The pTE452 plasmid was cloned into IY1449b and grown overnight. Overnight cultures were diluted 10-fold into 25 mL LB gentamicin (30 mg/L) in a baffled 250 mL flask and grown for one hour at 200 RPM and 30 °C. After growth, 1 mM of 3MB was added to induce cpf1 expression, and cultures were grown for another hour. After growth, the strains were made electrocompetent as before and transformed with 1 μL of 100 μM repair oligonucleotides as well as 50 ng of sgRNA harboring plasmid. Transformations were recovered for 4 h in SOC medium before plating on LB kanamycin (50 mg/L) plates. Colonies were typically observed after outgrowth at 30 °C for 48 h. Deletion success rate varied dramatically between KO targets (Supplementary Table 5).
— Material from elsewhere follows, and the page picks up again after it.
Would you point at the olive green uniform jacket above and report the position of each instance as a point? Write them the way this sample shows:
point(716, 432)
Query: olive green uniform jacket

Statistics & reproducibility
All strains were cultured as biological triplicates (n = 3). Experimental groups were defined based on recommendations from the machine learning algorithm and limited to 60 recommendations to facilitate four sequential BioLector runs per DBTL cycle. Each experimental group was assembled, cultured, and analyzed under identical conditions alongside experimental controls. Data used to train the active learning model was filtered according to the method above; however, no data was excluded in our analysis. Where applicable, statistical significance was determined using a paired Student’s T-test, where p < 0.05. Spearman’s rank correlation coefficients (Supplementary Fig. 14) were calculated using the SciPy package in Python. With the exception of the box-and-whisker plot in Fig. 4d, all error bars represent standard deviation.
Reporting summary
Further information on research design is available in the Nature Portfolio Reporting Summary linked to this article.